Для того чтобы искусство могло осветить жизнь своего героя, человека не на своем месте, оно стремится показать некоторый сдвиг, «неуравновешенность ситуации», и тем раскрыть движение и борьбу. Это не только способ видения мира, но и состояние художника. Художник – тоже человек не на своем месте. Он, как и все человечество, находится в пути. Ищут своего места в мире не только Дон Кихот, но и Сервантес, не только Гамлет, принц датский, но и Шекспир, не только Фауст, по и «олимпиец» Гёте, не только князь Мышкин, но и Достоевский, не только князь Андрей Болконский, но и граф Лев Толстой, не только мальчик Алеша Пешков, но и писатель Максим Горький… И мы вновь возвращаемся к проблеме «художник и время». Искусство не «вольно от жизни», но и не связано с ней однозначно. Оно «вольно» настолько, чтобы сказать о своем времени правду, всю правду, и только правду. Но оно подчинено жизни, ибо в ней находит оно свои проблемы и способы разрешения их.

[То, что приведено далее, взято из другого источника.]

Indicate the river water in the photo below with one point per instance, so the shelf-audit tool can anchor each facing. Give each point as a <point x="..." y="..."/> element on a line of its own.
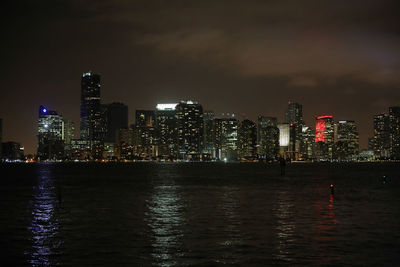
<point x="199" y="214"/>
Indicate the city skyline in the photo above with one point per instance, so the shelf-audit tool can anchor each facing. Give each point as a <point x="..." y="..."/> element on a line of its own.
<point x="251" y="59"/>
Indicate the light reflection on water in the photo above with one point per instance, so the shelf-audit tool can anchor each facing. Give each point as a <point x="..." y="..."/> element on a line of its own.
<point x="44" y="223"/>
<point x="165" y="220"/>
<point x="285" y="226"/>
<point x="231" y="236"/>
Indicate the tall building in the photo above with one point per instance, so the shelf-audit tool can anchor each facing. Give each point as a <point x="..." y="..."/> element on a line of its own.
<point x="126" y="142"/>
<point x="50" y="134"/>
<point x="210" y="146"/>
<point x="247" y="140"/>
<point x="284" y="139"/>
<point x="189" y="116"/>
<point x="12" y="151"/>
<point x="267" y="138"/>
<point x="394" y="120"/>
<point x="1" y="136"/>
<point x="347" y="141"/>
<point x="381" y="144"/>
<point x="92" y="126"/>
<point x="145" y="118"/>
<point x="147" y="134"/>
<point x="69" y="132"/>
<point x="115" y="118"/>
<point x="324" y="137"/>
<point x="294" y="113"/>
<point x="306" y="143"/>
<point x="166" y="124"/>
<point x="228" y="138"/>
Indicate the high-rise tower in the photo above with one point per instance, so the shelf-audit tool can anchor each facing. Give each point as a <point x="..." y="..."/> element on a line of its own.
<point x="92" y="128"/>
<point x="294" y="113"/>
<point x="394" y="120"/>
<point x="50" y="134"/>
<point x="190" y="128"/>
<point x="324" y="137"/>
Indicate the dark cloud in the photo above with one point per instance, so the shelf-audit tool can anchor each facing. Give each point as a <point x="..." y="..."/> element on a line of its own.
<point x="336" y="57"/>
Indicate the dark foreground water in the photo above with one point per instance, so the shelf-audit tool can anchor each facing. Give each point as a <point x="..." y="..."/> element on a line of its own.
<point x="199" y="214"/>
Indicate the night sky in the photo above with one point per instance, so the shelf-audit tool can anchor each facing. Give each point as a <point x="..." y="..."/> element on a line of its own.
<point x="339" y="58"/>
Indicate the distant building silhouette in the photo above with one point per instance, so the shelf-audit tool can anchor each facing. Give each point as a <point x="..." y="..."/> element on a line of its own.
<point x="247" y="140"/>
<point x="166" y="123"/>
<point x="394" y="120"/>
<point x="267" y="138"/>
<point x="347" y="140"/>
<point x="91" y="125"/>
<point x="115" y="117"/>
<point x="381" y="144"/>
<point x="190" y="129"/>
<point x="324" y="138"/>
<point x="50" y="134"/>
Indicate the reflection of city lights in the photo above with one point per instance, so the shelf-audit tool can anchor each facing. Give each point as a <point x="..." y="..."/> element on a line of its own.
<point x="320" y="131"/>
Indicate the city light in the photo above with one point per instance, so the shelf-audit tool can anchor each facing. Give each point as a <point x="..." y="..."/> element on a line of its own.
<point x="320" y="130"/>
<point x="166" y="106"/>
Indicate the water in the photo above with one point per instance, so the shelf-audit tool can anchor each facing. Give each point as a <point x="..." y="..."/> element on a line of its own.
<point x="196" y="214"/>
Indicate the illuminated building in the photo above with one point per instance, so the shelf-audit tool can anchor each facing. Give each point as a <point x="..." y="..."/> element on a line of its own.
<point x="294" y="113"/>
<point x="210" y="146"/>
<point x="306" y="143"/>
<point x="247" y="140"/>
<point x="80" y="150"/>
<point x="381" y="144"/>
<point x="91" y="124"/>
<point x="189" y="116"/>
<point x="126" y="144"/>
<point x="115" y="117"/>
<point x="166" y="124"/>
<point x="12" y="151"/>
<point x="69" y="132"/>
<point x="1" y="136"/>
<point x="228" y="138"/>
<point x="394" y="122"/>
<point x="324" y="137"/>
<point x="50" y="134"/>
<point x="347" y="141"/>
<point x="145" y="118"/>
<point x="267" y="138"/>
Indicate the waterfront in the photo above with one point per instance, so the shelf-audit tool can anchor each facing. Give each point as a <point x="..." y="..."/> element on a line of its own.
<point x="170" y="214"/>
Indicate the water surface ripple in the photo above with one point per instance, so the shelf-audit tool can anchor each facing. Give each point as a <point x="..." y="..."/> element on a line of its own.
<point x="199" y="214"/>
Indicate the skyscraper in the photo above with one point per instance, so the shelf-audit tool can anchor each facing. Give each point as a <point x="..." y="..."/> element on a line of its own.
<point x="229" y="138"/>
<point x="267" y="138"/>
<point x="166" y="124"/>
<point x="190" y="127"/>
<point x="324" y="137"/>
<point x="306" y="143"/>
<point x="1" y="136"/>
<point x="147" y="134"/>
<point x="50" y="134"/>
<point x="394" y="119"/>
<point x="294" y="113"/>
<point x="347" y="143"/>
<point x="247" y="140"/>
<point x="210" y="146"/>
<point x="284" y="139"/>
<point x="92" y="126"/>
<point x="115" y="118"/>
<point x="381" y="136"/>
<point x="145" y="118"/>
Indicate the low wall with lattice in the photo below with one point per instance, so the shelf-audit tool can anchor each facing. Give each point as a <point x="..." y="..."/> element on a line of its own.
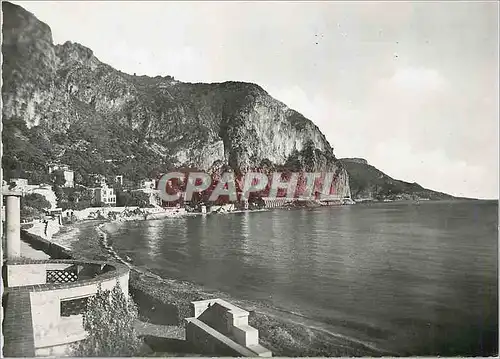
<point x="58" y="291"/>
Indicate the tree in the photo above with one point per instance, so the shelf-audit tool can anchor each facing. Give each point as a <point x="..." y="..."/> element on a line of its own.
<point x="109" y="321"/>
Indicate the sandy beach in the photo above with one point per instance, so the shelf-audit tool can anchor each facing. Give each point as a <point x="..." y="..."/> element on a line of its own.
<point x="166" y="301"/>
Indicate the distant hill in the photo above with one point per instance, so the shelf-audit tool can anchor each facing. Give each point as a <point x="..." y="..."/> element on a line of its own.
<point x="369" y="183"/>
<point x="62" y="105"/>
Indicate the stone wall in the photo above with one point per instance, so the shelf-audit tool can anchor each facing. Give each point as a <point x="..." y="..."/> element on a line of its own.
<point x="48" y="247"/>
<point x="53" y="332"/>
<point x="210" y="342"/>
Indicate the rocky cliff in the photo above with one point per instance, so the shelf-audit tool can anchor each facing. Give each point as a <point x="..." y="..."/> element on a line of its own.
<point x="368" y="183"/>
<point x="62" y="104"/>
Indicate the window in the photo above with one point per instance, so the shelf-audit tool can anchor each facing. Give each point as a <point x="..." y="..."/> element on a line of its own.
<point x="73" y="306"/>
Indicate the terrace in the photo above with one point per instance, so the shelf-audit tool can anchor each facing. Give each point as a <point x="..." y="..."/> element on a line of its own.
<point x="44" y="301"/>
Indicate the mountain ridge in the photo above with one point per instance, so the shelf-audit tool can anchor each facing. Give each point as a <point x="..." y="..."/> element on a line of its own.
<point x="62" y="104"/>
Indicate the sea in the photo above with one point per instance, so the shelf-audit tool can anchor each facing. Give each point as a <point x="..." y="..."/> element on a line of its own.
<point x="409" y="278"/>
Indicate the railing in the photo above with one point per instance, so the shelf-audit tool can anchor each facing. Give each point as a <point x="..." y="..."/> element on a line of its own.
<point x="58" y="291"/>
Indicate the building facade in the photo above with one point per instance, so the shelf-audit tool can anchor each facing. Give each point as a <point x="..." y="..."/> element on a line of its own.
<point x="104" y="194"/>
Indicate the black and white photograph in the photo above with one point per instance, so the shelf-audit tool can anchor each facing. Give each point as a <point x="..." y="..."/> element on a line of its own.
<point x="250" y="178"/>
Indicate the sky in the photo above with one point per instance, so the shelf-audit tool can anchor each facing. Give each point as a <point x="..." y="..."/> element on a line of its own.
<point x="412" y="87"/>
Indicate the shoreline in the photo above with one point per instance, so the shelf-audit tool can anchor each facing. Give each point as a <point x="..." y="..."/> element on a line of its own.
<point x="166" y="301"/>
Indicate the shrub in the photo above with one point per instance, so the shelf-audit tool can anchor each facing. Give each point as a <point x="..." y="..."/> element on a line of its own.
<point x="109" y="321"/>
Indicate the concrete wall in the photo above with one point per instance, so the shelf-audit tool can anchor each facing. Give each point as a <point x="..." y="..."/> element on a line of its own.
<point x="228" y="321"/>
<point x="210" y="342"/>
<point x="53" y="333"/>
<point x="49" y="328"/>
<point x="50" y="248"/>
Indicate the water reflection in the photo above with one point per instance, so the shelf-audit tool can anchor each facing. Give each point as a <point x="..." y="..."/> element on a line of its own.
<point x="153" y="238"/>
<point x="359" y="270"/>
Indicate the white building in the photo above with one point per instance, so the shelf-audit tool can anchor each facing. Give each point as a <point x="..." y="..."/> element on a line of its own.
<point x="69" y="175"/>
<point x="104" y="194"/>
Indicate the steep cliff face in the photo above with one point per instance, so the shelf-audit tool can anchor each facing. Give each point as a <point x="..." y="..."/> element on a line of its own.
<point x="84" y="113"/>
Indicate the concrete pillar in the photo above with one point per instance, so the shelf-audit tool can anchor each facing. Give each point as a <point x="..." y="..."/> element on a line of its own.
<point x="13" y="224"/>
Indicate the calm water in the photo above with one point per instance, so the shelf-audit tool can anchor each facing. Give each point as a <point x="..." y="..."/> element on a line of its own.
<point x="414" y="279"/>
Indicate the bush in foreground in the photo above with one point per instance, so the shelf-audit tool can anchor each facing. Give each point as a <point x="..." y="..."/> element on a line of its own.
<point x="109" y="321"/>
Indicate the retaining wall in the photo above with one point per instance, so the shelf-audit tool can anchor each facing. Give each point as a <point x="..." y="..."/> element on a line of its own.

В. Шкловский неоднократно уточняет в книге свои прежние формулировки и определения. Новая концепция формулируется в столкновениях и спорах со своим прошлым. Интересно, что, вводя в научный обиход старые работы своих единомышленников и друзей (Ю. Тынянова, Б. Эйхенбаума, Л. Якубинского), В. Шкловский редко корректирует эти работы. Это как бы подчеркивает динамичность позиции самого В. Шкловского. Движение взглядов В. Шкловского особенно заметно в определении целей и задач искусства. В ранних полемических статьях В. Шкловского цели искусства определялись так: «Целью искусства является дать ощущение вещи, как видение, а не как узнавание… воспринимательный процесс в искусстве самоцелей и должен быть продлен; искусство есть способ пережить деланье вещи, а сделанное в искусстве не важно. Вне этого контекста мало понятна внутренняя полемичность и нарочитая напряженность многих формулировок и определений в новой книге В. Шкловского. Вот одно из таких определений: «Человечество, создавая новые модели искусства, создает их не потому, что сами модели должны обновляться, а потому, что оно борется за расширение своих прав на жизнь, за право исследования и достижения нового счастья» (стр. 125). Искусство обращено к человеку. Тетива натянута, чтобы направить стрелу. Искусство не только инструмент познания мира, но и способ перестройки человека, его духовного строя и лада, его души. И это следовало бы больше подчеркнуть.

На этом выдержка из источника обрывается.